Why had it taken me so long to take a hard look at LGBTQ+ inclusion? Had I been avoiding this issue because it made me uncomfortable? Perhaps it was because I didn’t fully understand why the church was excluding LGBTQ+ individuals, or know how to explain it? Or perhaps it was because, until now, I had never really taken the time to build a genuine relationship with a gay person, or someone who is transgender? I had never listened to their stories and tried to see things from their perspective?

In my experience, a large majority of my evangelical Christian friends that oppose LGBTQ+ inclusion in the church don’t actually have any close relationships with LGBTQ+ Christians.  Nor have they spent much time studying this topic.  We fear what we don’t know.  The moment I began listening to the stories of my new friends, the desire to understand their perspective began to grow inside me.  What was their life like?  What was it like being told by people you love and respect that you don’t fully belong because of the way you’re made? 

We met with a friend the following day for lunch at our favorite little spot in town. As we ate we began discussing this topic (because it’s basically all we ever talk about now).  Our friend attends the Methodist church in town and they are what evangelical Christians call “open and affirming.”  This means that LGBTQ+ individuals are fully welcome to participate, serve, become ordained and be married at the church.  Our friend shared a simple illustration that began to help me see this issue from a different perspective:

“Think of it like this,” she said. “Imagine we are all walking on the sidewalk, and all of a sudden the two of us trip on a big rock. We look at each other. You seem unfazed, but the pain in my foot is so great that I can’t help but cry out.” She took a sip of her coffee. “You look me in the eyes and say, ‘Come on! That doesn’t hurt. You’re not really feeling pain in your foot.’ But how can you know what I’m feeling? In fact, it doesn’t matter what you think I’m feeling, it only matters what I’m actually feeling. I’m the only one that gets to decide if something is painful.” I realized this was an oversimplification of the issue, but it started to make sense. Who was I to think that I could tell someone how they feel about another person? It’s not up to me. How silly would it be for me to tell her in that moment, as her foot was throbbing in pain, that according to my personal manual on foot injuries, that type of injury should not be causing her any pain?
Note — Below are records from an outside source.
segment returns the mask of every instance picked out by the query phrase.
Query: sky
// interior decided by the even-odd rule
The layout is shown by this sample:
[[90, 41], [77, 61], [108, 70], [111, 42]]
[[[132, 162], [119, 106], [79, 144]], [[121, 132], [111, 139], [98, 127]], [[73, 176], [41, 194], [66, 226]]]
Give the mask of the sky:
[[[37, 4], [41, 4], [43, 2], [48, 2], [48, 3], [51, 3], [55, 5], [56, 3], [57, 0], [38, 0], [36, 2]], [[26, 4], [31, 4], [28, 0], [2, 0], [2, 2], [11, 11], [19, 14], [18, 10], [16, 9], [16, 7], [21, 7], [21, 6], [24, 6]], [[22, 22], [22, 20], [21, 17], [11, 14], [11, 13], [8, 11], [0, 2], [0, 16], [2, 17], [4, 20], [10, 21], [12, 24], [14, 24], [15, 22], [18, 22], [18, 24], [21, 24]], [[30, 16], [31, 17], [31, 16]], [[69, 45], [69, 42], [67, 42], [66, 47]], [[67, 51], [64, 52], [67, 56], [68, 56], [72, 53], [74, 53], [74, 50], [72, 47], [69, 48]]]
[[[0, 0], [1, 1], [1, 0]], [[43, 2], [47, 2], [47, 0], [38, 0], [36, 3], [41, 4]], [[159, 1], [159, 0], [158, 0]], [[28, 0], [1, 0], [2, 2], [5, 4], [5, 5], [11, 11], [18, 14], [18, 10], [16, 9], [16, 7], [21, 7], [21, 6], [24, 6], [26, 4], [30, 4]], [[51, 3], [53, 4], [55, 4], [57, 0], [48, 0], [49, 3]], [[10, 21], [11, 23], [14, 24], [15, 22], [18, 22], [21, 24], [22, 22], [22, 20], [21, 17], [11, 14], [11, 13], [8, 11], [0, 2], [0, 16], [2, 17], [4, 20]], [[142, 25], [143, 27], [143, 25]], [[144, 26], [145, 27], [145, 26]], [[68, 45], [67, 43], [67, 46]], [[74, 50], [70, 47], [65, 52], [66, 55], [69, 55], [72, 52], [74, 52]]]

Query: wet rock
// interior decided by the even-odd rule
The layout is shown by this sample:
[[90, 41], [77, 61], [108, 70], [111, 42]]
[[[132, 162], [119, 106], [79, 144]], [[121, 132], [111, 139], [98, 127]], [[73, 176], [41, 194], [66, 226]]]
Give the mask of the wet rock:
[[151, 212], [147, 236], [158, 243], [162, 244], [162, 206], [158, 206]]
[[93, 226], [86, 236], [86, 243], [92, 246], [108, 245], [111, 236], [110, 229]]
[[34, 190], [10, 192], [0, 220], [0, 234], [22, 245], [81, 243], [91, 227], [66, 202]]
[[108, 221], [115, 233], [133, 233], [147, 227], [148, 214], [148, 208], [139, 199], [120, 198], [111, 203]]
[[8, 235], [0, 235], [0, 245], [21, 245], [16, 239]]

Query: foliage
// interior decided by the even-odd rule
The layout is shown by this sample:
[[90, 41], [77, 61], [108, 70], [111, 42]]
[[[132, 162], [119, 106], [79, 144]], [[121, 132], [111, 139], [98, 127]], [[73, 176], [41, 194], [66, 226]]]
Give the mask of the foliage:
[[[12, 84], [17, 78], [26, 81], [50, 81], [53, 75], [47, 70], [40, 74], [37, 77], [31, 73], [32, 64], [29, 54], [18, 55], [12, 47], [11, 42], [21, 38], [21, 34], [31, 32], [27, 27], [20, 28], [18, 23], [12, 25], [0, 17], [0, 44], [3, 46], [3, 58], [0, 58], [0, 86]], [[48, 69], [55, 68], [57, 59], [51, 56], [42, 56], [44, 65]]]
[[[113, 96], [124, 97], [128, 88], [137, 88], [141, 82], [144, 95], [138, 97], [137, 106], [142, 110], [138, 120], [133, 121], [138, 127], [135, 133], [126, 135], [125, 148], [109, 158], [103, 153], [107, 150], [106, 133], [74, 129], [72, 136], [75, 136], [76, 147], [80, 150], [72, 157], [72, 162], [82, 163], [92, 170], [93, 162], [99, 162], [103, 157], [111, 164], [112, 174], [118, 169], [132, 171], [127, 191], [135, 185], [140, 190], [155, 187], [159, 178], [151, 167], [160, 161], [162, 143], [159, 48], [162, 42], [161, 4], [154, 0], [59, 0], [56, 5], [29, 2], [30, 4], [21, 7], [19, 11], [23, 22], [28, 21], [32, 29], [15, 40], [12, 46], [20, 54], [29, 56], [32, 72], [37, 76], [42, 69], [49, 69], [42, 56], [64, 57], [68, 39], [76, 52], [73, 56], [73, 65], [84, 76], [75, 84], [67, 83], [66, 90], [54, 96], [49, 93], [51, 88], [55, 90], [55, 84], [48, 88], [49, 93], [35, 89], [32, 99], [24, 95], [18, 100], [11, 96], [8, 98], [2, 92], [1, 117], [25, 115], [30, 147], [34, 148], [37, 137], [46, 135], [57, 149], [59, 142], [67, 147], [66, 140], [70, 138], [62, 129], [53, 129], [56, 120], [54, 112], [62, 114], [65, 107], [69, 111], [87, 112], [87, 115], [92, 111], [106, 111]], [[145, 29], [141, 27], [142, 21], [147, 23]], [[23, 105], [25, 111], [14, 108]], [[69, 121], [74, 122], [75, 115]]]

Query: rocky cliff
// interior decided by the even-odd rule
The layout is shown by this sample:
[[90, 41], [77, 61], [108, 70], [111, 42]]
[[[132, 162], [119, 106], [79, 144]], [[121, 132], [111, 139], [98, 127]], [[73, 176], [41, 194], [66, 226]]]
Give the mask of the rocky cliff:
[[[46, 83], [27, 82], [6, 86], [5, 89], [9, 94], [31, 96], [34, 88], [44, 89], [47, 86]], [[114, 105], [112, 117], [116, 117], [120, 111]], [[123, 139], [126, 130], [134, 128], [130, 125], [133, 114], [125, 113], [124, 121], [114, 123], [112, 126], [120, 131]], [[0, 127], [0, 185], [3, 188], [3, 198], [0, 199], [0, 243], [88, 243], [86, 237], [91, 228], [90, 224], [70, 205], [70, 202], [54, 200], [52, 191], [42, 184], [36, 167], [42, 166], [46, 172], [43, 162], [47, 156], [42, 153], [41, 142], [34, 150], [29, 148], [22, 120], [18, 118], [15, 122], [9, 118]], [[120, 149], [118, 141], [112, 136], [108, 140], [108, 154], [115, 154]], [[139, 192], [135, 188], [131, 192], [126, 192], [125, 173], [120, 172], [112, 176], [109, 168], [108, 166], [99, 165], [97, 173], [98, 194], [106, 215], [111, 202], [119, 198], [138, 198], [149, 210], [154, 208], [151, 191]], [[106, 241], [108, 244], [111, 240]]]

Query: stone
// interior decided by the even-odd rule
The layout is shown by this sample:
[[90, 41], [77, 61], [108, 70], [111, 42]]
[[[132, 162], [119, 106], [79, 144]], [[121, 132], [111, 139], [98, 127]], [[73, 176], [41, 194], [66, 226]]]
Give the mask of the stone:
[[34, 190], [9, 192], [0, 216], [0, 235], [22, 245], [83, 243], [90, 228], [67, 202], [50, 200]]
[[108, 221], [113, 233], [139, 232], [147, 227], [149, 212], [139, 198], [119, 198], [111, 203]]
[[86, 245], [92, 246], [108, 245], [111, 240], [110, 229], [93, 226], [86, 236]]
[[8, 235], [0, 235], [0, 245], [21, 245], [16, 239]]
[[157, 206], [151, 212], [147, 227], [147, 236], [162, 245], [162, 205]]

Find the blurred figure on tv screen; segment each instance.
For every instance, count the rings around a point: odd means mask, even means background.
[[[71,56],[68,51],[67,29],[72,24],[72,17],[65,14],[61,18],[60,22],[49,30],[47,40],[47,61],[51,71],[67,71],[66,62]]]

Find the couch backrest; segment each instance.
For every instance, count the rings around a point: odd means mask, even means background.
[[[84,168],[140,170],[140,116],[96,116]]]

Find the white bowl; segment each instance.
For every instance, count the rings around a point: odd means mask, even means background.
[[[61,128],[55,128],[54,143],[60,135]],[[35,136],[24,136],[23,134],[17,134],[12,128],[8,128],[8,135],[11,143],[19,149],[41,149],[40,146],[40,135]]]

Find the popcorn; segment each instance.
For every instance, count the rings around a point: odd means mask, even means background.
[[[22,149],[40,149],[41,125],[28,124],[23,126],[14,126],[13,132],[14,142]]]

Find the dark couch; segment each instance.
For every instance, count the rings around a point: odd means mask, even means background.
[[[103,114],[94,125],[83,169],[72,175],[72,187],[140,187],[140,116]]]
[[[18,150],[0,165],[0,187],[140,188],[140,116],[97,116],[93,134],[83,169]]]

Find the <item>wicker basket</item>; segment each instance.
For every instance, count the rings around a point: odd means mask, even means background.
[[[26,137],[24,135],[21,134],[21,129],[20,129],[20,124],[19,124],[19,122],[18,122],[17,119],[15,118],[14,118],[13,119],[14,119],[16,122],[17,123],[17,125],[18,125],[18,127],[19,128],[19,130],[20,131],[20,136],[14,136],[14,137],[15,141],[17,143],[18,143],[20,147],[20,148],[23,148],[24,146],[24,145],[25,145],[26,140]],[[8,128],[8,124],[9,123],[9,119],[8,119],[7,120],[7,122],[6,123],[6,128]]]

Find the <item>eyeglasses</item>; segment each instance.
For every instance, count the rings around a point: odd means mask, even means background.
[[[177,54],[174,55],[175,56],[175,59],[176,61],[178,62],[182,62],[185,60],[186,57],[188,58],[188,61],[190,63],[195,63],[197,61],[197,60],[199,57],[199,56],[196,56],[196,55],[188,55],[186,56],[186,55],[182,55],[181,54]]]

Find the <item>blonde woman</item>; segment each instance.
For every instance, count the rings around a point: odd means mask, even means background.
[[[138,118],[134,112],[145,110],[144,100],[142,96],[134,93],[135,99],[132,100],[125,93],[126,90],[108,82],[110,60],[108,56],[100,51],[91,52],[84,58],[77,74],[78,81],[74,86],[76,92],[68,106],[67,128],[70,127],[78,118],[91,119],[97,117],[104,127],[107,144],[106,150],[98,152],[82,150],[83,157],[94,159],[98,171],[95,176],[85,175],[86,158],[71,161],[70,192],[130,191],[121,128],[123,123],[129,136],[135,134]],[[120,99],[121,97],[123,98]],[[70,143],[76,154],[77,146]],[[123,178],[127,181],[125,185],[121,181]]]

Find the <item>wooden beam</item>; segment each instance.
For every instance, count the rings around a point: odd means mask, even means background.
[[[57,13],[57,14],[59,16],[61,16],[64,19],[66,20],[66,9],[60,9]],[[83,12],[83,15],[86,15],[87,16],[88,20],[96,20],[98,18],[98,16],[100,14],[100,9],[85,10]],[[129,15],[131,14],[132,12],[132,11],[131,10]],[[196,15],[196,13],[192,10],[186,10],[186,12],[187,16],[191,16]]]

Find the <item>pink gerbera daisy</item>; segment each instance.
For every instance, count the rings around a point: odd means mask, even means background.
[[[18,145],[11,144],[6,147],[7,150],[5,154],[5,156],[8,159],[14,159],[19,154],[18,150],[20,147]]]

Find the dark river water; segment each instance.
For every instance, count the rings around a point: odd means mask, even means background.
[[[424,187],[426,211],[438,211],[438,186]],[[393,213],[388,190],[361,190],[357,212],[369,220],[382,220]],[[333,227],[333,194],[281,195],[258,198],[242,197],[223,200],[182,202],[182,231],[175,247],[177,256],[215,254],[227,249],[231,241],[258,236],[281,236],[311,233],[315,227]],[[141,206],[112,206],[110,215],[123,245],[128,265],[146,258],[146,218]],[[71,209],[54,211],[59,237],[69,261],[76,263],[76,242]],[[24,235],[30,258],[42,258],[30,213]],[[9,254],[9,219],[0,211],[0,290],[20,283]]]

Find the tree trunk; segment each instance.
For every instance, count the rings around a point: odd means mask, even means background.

I was beginning to realize that I had merely been regurgitating what I had been told my whole life, growing up in the conservative South, working for evangelical organizations and now an evangelical church, and attending an evangelical seminary.  Most people that I had spoken with from our church regarding this issue were not even interested in having a conversation.  They were not even willing to consider a different perspective.  This seemed odd to me because those same people had most likely never even taken the time to study this topic.  I’m talking about taking an in-depth look at the Bible in its original languages, studying the cultural context and the intent of the authors.  Also, remembering that God is alive, and the Holy Spirit is living and active among us, guiding us as we seek to faithfully interpret and apply scripture in order to love God and others.

No longer was I afraid to share with others about what I’d been learning.  I began meeting students for coffee and telling them about my experiences and about my new friendships.  On several occasions I had openly shared with other staff members at our church about what I was learning.  People now knew that Kalle and I fully affirmed LGBTQ+ individuals.  The weird thing was… no one wanted to talk to us about it.  It felt like we had disappeared.  That is, until I shared with our new Senior Pastor about our position on this issue.  He was all ears.